Der nächste Schritt ist für mich einen passenden Tätigkeitsbereich zu finden. Da ich noch keine eigene Wohnung hier in der Stadt habe, bin ich offen für Vieles innerhalb von Europa. Momentan ist unklar, wohin es mich treiben wird. Entscheidungen haben unsere Wirtschaft destabilisiert. Es werden sich viele Menschen umorientieren müssen. Trotz dieser Situation bin ich überzeugt: Das passende und ich – wir werden uns finden.

Um psychisch und physisch gesund zu bleiben bin ich viel in der Natur. Der Englische Garten, die Isar und der Olympiapark sind meine Auftankstellen in der Stadt. Da entdecke ich immer wieder neue Ecken und ruhige Stellen, die zum Verweilen einladen. Häufig bin ich auf Schusters Rappen unterwegs und zurzeit nur gelegentlich mit dem Fahrrad. Meine Laufschuhe habe ich entstaubt und versuche für Langstrecke zu trainieren. Doch das wird noch dauern bis ich das gesetzte Ziel erreiche. Ja, ich bin in Bewegung. Wenn es sich ergibt und das Wetter mitspielt, atme ich die frische und klare Luft in den Bergen.

Genießt euer Leben und freut euch an dem was euch Freude bereitet 🙂

©by UMW

Eine Freude

Es ist eine Freude die Natur in ihrer bunten Pracht zu genießen. Selbst hier in der Stadt ist der Herbst eine Wonne. Die Bäume geben sich noch einmal Mühe und leuchten in warmen Gelbtönen bis hin zu feurigem Rot. Es ist eine Freude raschelnd durch das Laub zu laufen, gleich den Kindern alles Bedrückende auf der Seite zu lassen und sich nur am Moment zu freuen.

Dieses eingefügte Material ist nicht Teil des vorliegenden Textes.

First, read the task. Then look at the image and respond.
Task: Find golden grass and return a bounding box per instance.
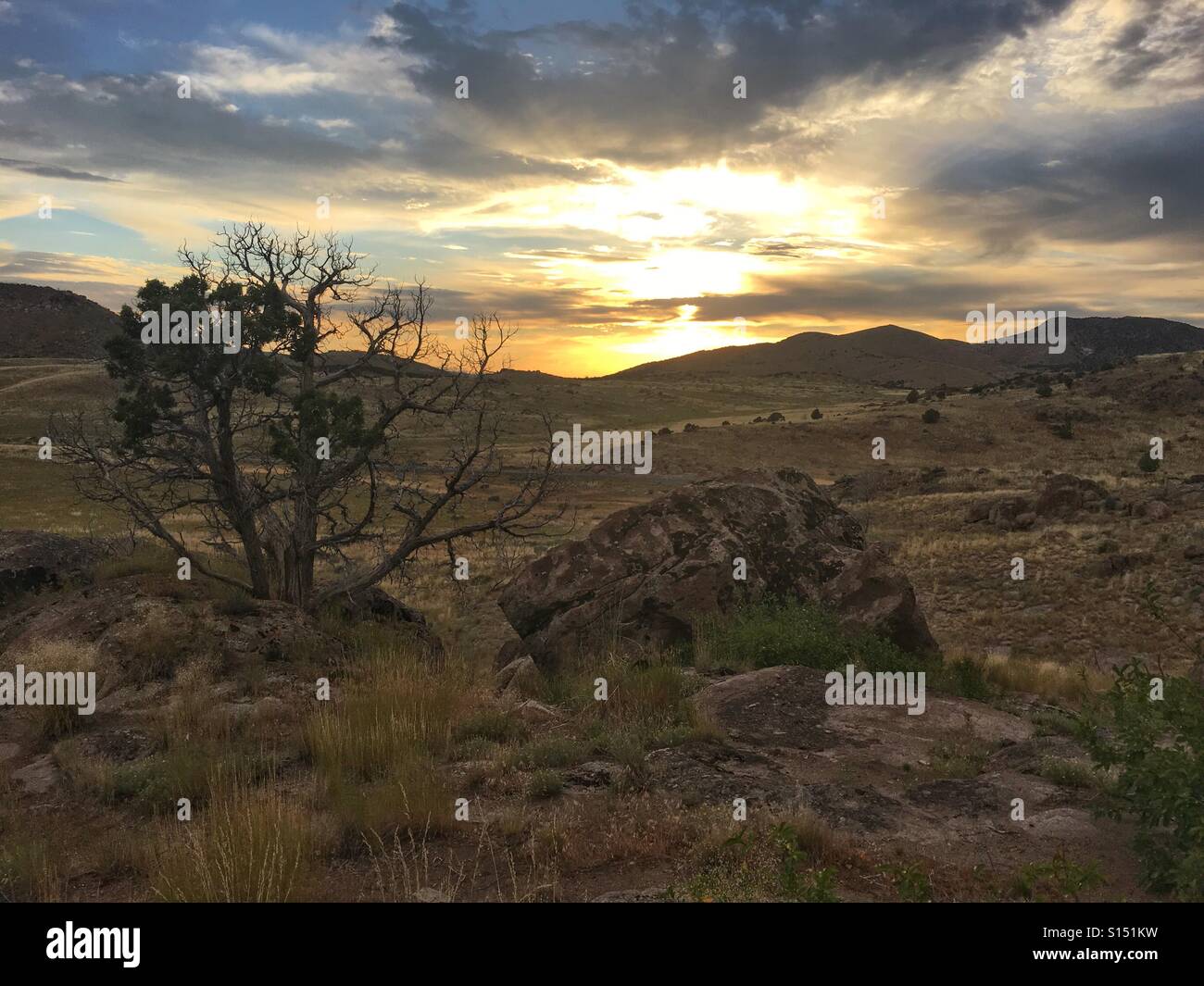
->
[151,778,313,903]
[4,637,99,739]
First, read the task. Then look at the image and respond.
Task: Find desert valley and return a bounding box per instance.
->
[0,284,1204,902]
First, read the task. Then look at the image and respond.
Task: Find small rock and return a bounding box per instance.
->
[494,654,543,698]
[12,754,59,794]
[515,698,560,726]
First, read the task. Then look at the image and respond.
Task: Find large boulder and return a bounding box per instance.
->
[0,530,106,602]
[498,469,936,665]
[1033,473,1108,518]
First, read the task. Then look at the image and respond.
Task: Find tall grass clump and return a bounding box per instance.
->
[304,637,465,845]
[151,777,313,903]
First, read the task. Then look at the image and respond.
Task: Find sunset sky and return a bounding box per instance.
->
[0,0,1204,376]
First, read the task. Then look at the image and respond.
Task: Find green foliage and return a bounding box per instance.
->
[882,863,932,905]
[694,600,932,670]
[105,274,300,450]
[1011,851,1105,901]
[1081,660,1204,901]
[686,823,840,905]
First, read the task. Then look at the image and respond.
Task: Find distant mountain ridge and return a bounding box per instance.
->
[611,316,1204,386]
[0,283,120,359]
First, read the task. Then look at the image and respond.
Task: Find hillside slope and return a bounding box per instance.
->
[613,317,1204,386]
[0,284,118,359]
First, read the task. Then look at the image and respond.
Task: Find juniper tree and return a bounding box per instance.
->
[52,223,551,610]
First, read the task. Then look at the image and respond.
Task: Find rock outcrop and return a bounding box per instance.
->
[0,530,105,602]
[966,473,1119,530]
[500,469,936,665]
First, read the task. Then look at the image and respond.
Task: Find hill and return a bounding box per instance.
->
[613,317,1204,386]
[0,284,118,359]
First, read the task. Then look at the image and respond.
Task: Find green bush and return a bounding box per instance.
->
[1081,661,1204,901]
[694,600,930,670]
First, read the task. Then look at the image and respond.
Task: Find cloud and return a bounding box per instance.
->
[0,157,120,181]
[378,0,1069,165]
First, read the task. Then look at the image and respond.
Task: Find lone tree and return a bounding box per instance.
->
[52,221,551,610]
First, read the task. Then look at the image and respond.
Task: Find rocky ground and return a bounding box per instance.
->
[0,351,1204,901]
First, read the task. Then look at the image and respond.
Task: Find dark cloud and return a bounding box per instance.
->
[1105,0,1204,89]
[0,157,120,181]
[3,75,378,177]
[909,100,1204,257]
[380,0,1071,164]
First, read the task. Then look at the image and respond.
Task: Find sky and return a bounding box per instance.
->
[0,0,1204,376]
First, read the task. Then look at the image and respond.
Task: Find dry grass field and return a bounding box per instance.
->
[0,354,1204,901]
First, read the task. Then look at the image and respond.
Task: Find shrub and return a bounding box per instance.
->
[1050,418,1074,441]
[694,600,927,670]
[1080,660,1204,901]
[527,770,565,799]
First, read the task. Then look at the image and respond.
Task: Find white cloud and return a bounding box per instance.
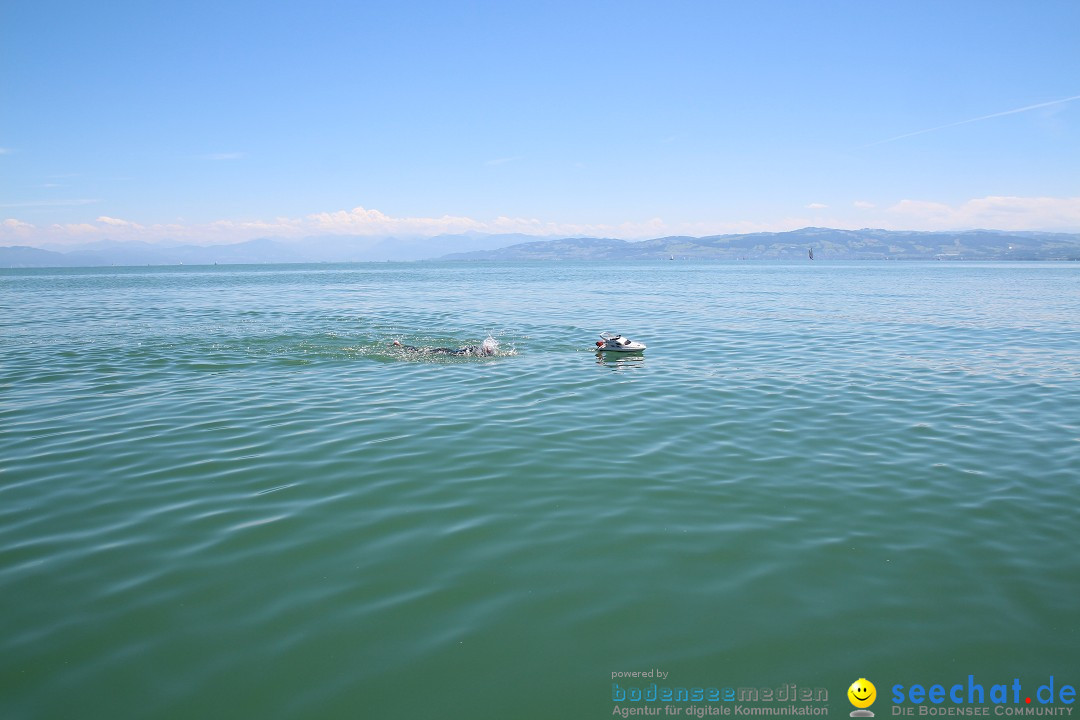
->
[862,95,1080,148]
[886,195,1080,232]
[0,196,1080,245]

Schon der Blick aus dem Fenster lockt nach draußen, zwingt einen die Arbeit liegen zu lassen um in die Freiheit zu fliehen. Noch einmal, zweimal die Sonne zu tanken und sich an allem zu erfreuen. Bevor die Natur stirbt und kahl wird für den Winter.

Soweit will ich noch gar nicht denken. Ich will mich erfreuen an dem Moment – im Hier und Jetzt.

©by UMW

Das Leben ist schön!

Bei diesem Satz sehe ich wieder viele Zweifler mit ihrem „aber“. Dazu fällt mir gerade nur ein: Vergesst dieses Zweifeln. Nehmt es, wie es kommt.

Genau so halte ich es, seit ich wieder hier bin. Wer meinen Blog schon länger verfolgt, weiß um meine Vorhaben und was daraus wurde. Vor einem Jahr war ich vollkommen aufgeregt, wegen dem bevorstehenden neuen Leben. Ein Leben auf einem Segelboot. Aus verschiedenen Gründen verlief es anders, als von dem Skipper und mir gedacht, gewünscht oder gar „erwartet“. Das ist eine andere Geschichte, auf die ich gerade gar nicht eingehen möchte.

 Ich lebe in der großen Stadt und genieße viele Dinge, die ich mir möglich machen kann. Es gibt so Vieles für kleines Geld, wie zum Beispiel das Radeln oder Spazierengehen im Englischen Garten oder die Isar entlang. Die Stadt auf Schusters Rappen entdecken. München bietet so viele wunderschöne alte Gebäude sowie architektonische Bauten und Brücken. Wir brauchen nur mit offenen Augen durchgehen. Jedes Mal fällt mir wieder etwas Neues auf und das erfreut mich.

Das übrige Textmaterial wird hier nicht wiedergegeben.